18 Le Gouvernement néerlandais fait valoir que les inspections de végétaux sur pied n'ont lieu que parce qu'elles sont prévues pour les produits exportés dans le cadre de conventions internationales. Étant donné que les commerçants qui écoulent leurs produits sur le marché national n'obtiennent aucun bénéfice de ces contrôles, il est équitable que les coûts de ces contrôles ne leur soient pas répercutés.
19 Cette argumentation ne saurait être admise que s'il était établi que seuls les exportateurs bénéficient des inspections en cause. En revanche, si la production destinée au marché national tire un profit quelconque de ces contrôles, même dans une faible mesure, le fait que les redevances soient perçues sur les seuls produits exportés confère à celles-ci le caractère de taxes d'effet équivalant à des droits de douane à l'exportation, interdites par les articles 12 et 16 du traité. Il appartient au juge national d'établir, à cet égard, les constatations de fait pertinentes.

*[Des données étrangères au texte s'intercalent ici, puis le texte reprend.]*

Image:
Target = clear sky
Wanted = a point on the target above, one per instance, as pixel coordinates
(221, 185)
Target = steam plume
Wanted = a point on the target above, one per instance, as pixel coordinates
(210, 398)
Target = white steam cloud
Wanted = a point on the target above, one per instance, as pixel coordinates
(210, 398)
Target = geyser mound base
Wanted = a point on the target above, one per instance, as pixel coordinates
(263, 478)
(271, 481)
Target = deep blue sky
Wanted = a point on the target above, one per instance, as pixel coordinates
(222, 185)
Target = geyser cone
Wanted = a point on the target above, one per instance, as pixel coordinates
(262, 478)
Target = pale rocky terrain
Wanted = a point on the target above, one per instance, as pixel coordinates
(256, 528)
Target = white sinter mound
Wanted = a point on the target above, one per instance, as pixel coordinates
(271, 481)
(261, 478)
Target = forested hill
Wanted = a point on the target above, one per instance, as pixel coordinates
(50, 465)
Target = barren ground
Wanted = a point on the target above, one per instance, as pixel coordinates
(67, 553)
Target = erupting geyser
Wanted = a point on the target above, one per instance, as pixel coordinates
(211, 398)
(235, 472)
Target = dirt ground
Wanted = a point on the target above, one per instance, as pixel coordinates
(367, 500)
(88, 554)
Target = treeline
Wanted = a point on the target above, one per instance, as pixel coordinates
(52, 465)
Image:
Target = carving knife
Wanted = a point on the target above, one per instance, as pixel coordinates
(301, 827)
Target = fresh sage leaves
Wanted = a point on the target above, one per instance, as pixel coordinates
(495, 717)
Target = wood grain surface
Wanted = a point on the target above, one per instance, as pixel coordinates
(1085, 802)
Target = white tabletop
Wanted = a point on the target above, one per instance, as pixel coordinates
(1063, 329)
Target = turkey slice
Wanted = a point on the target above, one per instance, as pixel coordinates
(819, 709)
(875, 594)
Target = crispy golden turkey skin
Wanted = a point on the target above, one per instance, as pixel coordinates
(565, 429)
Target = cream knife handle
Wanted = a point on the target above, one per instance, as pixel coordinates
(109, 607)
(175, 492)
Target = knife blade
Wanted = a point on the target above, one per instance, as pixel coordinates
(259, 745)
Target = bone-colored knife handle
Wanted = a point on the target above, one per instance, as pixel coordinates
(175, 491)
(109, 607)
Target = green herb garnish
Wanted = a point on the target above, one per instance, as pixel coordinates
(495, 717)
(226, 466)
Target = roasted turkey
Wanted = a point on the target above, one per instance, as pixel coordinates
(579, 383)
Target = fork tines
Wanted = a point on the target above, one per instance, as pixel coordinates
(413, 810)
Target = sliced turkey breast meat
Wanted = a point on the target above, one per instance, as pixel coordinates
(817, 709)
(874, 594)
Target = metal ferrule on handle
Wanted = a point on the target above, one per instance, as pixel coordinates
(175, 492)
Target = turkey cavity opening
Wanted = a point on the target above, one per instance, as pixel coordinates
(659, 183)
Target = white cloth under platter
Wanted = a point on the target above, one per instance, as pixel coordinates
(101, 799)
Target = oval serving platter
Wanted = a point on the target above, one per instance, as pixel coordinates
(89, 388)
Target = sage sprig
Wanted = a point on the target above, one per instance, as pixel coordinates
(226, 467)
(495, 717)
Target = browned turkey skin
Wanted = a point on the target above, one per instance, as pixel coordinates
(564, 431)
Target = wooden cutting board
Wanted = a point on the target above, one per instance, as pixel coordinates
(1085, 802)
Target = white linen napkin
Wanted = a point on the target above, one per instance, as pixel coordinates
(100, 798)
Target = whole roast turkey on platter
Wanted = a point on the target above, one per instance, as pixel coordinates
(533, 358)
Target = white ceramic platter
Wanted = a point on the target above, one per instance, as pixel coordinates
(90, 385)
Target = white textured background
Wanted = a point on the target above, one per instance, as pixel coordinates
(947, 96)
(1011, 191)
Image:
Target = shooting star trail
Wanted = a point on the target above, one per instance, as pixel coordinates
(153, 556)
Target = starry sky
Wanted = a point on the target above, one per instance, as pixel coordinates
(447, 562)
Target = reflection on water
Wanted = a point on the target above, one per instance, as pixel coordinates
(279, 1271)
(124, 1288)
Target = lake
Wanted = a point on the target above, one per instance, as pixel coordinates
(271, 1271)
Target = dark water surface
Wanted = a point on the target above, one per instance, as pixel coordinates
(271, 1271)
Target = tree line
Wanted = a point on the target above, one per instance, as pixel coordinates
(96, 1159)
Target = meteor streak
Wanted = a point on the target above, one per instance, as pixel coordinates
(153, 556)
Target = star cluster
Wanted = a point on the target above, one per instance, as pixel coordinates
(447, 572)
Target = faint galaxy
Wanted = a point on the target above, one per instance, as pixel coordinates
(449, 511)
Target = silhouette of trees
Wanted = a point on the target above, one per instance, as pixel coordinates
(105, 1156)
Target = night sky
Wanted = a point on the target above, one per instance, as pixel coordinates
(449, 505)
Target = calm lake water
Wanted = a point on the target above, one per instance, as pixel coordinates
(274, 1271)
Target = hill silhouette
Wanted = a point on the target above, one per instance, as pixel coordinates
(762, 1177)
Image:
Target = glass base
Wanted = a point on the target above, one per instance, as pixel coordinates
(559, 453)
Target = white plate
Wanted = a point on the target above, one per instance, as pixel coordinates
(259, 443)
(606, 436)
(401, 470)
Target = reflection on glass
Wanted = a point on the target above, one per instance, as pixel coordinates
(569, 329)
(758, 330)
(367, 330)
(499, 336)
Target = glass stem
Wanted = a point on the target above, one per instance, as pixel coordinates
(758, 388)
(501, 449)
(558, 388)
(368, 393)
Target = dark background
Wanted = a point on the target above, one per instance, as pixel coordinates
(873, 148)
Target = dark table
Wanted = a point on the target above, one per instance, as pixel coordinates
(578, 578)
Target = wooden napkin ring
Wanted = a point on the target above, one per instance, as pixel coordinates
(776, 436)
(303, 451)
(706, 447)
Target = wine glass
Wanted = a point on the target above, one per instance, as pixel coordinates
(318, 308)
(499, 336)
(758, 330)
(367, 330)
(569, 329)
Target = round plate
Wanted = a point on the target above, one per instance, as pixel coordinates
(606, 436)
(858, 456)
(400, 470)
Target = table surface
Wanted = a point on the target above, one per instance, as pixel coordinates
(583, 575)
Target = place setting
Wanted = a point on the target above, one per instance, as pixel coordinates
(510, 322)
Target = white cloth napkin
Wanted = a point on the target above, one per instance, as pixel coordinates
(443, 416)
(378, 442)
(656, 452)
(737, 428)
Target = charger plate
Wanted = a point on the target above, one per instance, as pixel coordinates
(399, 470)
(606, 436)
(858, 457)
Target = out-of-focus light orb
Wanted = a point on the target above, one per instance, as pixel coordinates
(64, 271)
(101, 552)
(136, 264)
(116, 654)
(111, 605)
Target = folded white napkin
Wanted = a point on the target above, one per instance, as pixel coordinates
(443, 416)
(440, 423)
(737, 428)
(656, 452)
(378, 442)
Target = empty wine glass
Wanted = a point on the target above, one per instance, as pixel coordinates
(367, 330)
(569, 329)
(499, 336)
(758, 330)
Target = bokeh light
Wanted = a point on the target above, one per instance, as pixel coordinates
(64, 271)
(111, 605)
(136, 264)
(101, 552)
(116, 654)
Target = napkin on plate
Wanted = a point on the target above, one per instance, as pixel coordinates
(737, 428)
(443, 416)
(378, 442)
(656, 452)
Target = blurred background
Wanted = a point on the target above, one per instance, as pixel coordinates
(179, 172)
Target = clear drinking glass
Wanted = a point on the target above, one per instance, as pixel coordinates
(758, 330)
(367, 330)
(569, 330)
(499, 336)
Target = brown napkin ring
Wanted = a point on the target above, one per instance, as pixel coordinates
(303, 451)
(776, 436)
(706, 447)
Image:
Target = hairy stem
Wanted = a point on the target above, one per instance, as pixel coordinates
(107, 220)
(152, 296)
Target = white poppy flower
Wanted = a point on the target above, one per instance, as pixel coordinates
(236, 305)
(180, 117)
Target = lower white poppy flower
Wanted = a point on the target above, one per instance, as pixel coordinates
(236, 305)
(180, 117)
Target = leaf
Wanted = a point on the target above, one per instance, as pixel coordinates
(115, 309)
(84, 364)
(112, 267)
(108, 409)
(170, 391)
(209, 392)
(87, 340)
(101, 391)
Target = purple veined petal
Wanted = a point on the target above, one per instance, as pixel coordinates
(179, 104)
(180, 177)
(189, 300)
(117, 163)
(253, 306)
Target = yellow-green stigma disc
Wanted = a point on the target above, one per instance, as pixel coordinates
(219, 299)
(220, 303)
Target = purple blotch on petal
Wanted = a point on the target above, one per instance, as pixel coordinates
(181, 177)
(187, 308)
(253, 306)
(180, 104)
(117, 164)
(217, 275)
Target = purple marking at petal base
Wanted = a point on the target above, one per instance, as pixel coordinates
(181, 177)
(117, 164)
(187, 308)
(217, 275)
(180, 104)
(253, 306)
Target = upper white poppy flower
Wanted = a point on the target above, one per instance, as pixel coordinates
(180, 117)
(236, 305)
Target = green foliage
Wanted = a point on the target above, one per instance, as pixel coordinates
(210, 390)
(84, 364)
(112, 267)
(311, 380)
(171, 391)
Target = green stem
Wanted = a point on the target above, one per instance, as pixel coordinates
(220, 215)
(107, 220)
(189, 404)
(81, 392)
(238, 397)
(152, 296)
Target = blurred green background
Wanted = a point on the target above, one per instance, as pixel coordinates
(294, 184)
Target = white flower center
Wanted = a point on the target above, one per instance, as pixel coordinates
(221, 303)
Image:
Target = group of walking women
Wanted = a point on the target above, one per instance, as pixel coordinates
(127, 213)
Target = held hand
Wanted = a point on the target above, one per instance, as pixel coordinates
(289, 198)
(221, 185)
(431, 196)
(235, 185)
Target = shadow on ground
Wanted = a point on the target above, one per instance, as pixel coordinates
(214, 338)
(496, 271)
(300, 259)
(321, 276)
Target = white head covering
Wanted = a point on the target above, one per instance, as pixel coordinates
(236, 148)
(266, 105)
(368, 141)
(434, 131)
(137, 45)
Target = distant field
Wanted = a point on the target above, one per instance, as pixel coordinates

20 Il convient donc de répondre à la seconde question que les articles 12 et 16 du traité doivent être interprétés en ce sens que des redevances afférentes à des contrôles de végétaux sur pied, perçues sur les seuls produits exportés à l'exclusion de ceux qui sont destinés au commerce intérieur, constituent des taxes d'effet équivalant à des droits de douane à l'exportation même si les contrôles en cause répondent à des exigences découlant de conventions internationales qui concernent seulement les produits exportés. Il n'en irait autrement que s'il était établi que la production destinée au marché national ne tire aucun profit des contrôles en cause.
Sur les dépens
21 Les frais exposés par le Gouvernement des Pays-Bas et la Commission des Communautés européennes, qui ont soumis des observations à la Cour, ne peuvent faire l'objet d'un remboursement. La procédure revêtant, à l'égard des parties au principal, le caractère d'un incident soulevé devant la juridiction nationale, il appartient à celle-ci de statuer sur les dépens.
Par ces motifs,
LA COUR (première chambre),
Statuant sur les questions à elle soumises par le Hoge Raad der Nederlanden, par arrêt du 31 mars 1989, dit pour droit :
1) Les dispositions des articles 12 et 16 du traité doivent être interprétées en ce sens que des redevances perçues à l'occasion de contrôles de végétaux à l'exportation, effectués en vertu d'une convention internationale ayant pour objet de favoriser la libre circulation des végétaux, sont des taxes d'effet équivalant à des droits de douane lorsque leur montant est fixé en fonction du poids des végétaux ou du montant de la facture, même si le montant total, perçu au titre de ces contrôles, ne dépasse pas le montant global des coûts directs et indirects occasionnés par ces contrôles. Cette qualification n'est exclue que si le montant de chaque redevance est fixé en fonction du coût réel du contrôle concret à l'occasion duquel la redevance est perçue.
2) Les articles 12 et 16 du traité doivent être interprétés en ce sens que des redevances afférentes à des contrôles de végétaux sur pied, perçues sur les seuls produits exportés à l'exclusion de ceux qui sont destinés au commerce intérieur, constituent des taxes d'effet équivalant à des droits de douane à l'exportation, même si les contrôles en cause répondent à des exigences découlant de conventions internationales qui concernent seulement les produits exportés. Il n'en irait autrement que s'il était établi que la production destinée au marché national ne tire aucun profit des contrôles en cause.